Well, the only thing that popped up was Dutch. Of course.
“By using these sources, you should be able to go back to at least the middle of the 18th century. If you’re lucky, the family will have some unusual first names and you’ll be able to go back further. Feel free to ask me again once you’ve hit your new brick walls:)”
Why yes, I’ve already hit new ones already. That didn’t take long at all.
“You might also be interested in the slides of a presentation I gave earlier this year. The slides are available at http://www.dutchgenealogy.nl/index.php?option=com_content&task=view&id=159&Itemid=1 and give an overview of the most important records for Dutch research. The focus is mainly on records that are available online.”
Am I really drooling on myself???
“Another favorite website of mine is http://www.geneaknowhow.net/digi/resources.html. That’s a portal website with links to all online sources, transcriptions, scans and databases. Just click the ‘internet’ link below Friesland and you’ll find more than enough to get you through the winter.”
Wow, Yvette, Wow! I haven’t slept in 3 days. I love those words, online and free. And on many of these sites are the actual images. I saw my ancestor’s actual SIGNATURE! An incredible find for a genealogy junkie. I just love bureaucracy because it taxed people, kept records of them and made them sign things. YES!!!
I mined and dug and browsed and it all worked well, until I ran out of dates. Since I can’t read Dutch, I couldn’t read the various documents to determine if the Jan Ferwerda in question was mine. And while Ferwerda (Ferverda) is an extremely unique name here, believe me, it’s like Smith in the village where they lived in Holland.

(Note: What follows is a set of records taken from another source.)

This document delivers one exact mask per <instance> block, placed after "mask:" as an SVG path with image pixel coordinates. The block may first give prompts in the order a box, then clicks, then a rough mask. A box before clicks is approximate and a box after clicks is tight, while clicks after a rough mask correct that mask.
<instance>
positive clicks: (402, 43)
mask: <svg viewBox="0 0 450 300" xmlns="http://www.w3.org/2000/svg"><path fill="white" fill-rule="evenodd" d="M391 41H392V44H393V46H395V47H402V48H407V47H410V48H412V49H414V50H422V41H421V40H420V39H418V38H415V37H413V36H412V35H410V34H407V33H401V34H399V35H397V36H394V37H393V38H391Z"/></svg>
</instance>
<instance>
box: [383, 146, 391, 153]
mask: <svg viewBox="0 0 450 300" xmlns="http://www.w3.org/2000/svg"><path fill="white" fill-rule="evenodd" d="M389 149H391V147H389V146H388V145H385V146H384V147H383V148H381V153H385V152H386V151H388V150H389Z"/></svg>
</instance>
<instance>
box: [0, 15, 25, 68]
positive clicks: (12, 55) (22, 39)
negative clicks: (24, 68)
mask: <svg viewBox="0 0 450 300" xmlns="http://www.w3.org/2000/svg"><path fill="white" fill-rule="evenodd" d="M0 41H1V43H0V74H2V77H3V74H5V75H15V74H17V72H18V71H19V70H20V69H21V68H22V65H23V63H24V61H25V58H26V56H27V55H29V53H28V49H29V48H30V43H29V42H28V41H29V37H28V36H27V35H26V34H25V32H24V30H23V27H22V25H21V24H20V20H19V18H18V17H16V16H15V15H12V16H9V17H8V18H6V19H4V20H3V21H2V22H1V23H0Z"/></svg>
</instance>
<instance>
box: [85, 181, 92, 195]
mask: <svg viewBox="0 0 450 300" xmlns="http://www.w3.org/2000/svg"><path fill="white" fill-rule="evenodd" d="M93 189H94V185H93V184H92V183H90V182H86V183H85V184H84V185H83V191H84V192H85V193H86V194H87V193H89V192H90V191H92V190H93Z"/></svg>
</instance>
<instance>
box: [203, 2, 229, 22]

Yvette to the rescue again. Turns out, Yvette is also a professional genealogist. Who-hoooo….my lucky day. But it gets better. She works at the National Archives. I’ve died and gone to Dutch ancestor Heaven. Be still my beating heart!
Here’s the website about her services….but only on one condition….you folks can’t have her until I’m done:)
Yvette sent me a wonderful research plan based on what I have (not a lot) and what I want (well, duh….everything) and we get started tomorrow. She of course had to tell me what was reasonable given the extant records….and there is actually an amazing amount. And just think, I thought this line was hopeless. Apparently not!
And maybe, just maybe, I can add to my number of ancestors found, including wonderful details of their lives. Maybe eventually, I can also to the list of those whose DNA I have as well. I can hardly wait as I embark on this unexpected genealogical journey through Friesland in Holland, the land of my ancestors with Yvette! Let’s go!